Data Processing

ahmed_gomaa · December 17, 2019, 11:53am

How can process the data at the DB engine side and just receive the result? In other words, we want to process the data at the DB engine to save the HDD space.

ScottF · December 17, 2019, 2:59pm

Hi @ahmed_gomaa -

In general, the DB nodes push down whatever processing they can to the database server, and only retrieve data locally when you tell them to cache some result. Take the following workflow from the Hub as an example:

On the bottom branch, all of the aggregation and filtering functions are taking place on the DB side, as indicated by the square DB ports. Only at the very last node, the DB Reader, are any results brought back to KNIME table form (black triangle port).

ahmed_gomaa · December 22, 2019, 7:58am

In first, thank you for supporting.

I took a look about the nodes that belong to the DB category in the nodes repository. Those nodes make the traditional known DB processing. Are there another nodes can be used for the text analysis (clustering/detection, classification) nodes (like as Strings To Document, etc) which run on the DB side directly?

ScottF · January 2, 2020, 3:34pm

Hi @ahmed_gomaa -

You can push some of the modeling to the server side using our Spark extension, assuming you have a Spark cluster available. But unfortunately we don’t support push-down for the text processing extension at the moment - sorry about that.

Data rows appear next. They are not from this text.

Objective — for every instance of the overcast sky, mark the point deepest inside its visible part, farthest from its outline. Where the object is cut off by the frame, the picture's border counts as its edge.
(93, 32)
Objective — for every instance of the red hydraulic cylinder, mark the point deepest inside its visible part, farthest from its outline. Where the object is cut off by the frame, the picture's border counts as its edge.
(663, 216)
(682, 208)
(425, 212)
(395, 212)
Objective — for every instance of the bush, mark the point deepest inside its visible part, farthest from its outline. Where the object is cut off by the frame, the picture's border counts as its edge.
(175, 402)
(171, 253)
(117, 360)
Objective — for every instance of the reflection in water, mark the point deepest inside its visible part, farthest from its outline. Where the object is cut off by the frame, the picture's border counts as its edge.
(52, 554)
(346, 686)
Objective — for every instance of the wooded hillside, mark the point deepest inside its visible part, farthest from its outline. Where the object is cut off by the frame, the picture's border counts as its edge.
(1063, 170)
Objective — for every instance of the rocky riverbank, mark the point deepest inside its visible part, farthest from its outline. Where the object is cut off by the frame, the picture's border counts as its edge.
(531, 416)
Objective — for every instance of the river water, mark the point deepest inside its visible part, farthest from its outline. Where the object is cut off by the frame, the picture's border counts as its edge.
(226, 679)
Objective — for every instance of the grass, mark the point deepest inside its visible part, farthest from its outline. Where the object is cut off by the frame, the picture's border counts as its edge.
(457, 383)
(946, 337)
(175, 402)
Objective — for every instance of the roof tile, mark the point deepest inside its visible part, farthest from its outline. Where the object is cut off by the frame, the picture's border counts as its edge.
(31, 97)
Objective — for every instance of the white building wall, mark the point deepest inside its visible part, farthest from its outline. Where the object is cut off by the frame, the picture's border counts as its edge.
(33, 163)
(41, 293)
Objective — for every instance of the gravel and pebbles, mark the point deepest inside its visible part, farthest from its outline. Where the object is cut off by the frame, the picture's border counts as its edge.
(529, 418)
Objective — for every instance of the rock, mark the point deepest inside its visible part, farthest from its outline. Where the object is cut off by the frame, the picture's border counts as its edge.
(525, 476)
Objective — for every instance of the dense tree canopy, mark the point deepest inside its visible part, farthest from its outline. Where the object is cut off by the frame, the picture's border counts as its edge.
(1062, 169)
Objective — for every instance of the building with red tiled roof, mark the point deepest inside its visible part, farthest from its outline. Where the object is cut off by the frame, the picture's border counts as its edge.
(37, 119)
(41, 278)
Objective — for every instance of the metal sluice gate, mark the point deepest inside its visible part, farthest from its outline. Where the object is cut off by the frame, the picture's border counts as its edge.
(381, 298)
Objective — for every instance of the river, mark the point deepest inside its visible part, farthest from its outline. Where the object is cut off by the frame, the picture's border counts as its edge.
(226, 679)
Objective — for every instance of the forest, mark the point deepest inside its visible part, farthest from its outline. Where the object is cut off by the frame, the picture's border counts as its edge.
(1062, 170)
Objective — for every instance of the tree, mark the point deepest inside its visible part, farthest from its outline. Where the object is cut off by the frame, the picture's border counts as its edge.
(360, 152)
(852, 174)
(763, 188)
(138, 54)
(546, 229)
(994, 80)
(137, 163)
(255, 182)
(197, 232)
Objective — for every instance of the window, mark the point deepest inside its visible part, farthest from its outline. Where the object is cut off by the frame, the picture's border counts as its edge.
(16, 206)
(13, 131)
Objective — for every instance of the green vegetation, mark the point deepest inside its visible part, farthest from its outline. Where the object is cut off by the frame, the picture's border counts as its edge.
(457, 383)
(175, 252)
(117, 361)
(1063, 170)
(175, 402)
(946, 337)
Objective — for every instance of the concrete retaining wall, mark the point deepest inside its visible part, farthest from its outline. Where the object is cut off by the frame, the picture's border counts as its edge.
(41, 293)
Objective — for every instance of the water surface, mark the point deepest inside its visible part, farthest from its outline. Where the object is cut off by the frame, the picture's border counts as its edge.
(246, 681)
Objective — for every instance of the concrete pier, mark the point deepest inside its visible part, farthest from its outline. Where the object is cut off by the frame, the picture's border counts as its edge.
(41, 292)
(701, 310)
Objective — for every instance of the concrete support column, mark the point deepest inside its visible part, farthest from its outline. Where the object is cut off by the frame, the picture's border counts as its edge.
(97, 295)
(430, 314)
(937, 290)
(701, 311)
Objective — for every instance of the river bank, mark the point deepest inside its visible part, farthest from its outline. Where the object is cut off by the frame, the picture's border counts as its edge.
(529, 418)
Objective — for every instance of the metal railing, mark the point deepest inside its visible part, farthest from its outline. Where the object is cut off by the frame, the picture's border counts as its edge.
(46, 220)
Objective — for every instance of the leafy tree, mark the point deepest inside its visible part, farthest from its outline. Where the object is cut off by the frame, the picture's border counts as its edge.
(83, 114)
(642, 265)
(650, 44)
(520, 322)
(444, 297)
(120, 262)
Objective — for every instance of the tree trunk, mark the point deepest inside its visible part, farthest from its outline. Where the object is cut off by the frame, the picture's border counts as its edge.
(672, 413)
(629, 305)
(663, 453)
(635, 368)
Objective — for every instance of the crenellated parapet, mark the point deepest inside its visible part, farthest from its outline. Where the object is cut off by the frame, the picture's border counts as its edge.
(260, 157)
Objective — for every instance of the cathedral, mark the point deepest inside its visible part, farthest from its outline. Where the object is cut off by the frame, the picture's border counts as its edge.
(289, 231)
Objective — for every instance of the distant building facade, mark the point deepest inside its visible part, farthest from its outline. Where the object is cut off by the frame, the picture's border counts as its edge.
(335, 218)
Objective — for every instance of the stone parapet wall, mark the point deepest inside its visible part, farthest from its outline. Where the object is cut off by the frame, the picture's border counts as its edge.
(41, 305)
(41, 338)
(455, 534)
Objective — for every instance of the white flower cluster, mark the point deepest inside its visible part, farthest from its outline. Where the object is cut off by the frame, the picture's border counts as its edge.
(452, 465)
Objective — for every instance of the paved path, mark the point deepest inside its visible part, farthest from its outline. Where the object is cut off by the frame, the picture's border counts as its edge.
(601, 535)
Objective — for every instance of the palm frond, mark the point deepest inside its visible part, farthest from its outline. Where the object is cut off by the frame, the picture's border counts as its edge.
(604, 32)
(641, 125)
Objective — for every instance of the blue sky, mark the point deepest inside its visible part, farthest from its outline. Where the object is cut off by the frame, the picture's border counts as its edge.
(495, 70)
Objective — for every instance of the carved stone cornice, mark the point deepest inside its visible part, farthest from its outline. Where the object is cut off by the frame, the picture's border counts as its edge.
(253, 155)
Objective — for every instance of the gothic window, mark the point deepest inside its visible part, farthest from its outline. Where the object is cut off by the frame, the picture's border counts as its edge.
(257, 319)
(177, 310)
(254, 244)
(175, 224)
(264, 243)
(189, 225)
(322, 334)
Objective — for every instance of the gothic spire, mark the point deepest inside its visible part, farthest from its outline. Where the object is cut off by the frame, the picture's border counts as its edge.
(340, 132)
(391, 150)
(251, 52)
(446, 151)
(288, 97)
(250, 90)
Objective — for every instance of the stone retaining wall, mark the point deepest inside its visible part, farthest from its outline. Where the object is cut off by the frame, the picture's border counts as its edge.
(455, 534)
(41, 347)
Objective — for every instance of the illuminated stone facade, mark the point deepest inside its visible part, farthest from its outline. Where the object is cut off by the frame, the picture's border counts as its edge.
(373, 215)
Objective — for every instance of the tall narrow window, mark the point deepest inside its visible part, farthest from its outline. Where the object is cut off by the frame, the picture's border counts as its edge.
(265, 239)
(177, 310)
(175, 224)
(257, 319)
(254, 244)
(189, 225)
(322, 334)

denizkonak · June 17, 2021, 1:22pm

Hi @ScottF ,

I tried to take the linked wf but I couldn’t find it at the given link.
Could you please direct me if it is still available at any other link?

Thanks,
Deniz

KKERROXXX · June 17, 2021, 1:39pm

Hi @denizkonak ,

You can find the wf mentioned by @ScottF below,

10. Database - solution.knwf (91.3 KB)

Best,

ipazin · June 17, 2021, 1:45pm

@ScottF link has been updated.
Ivan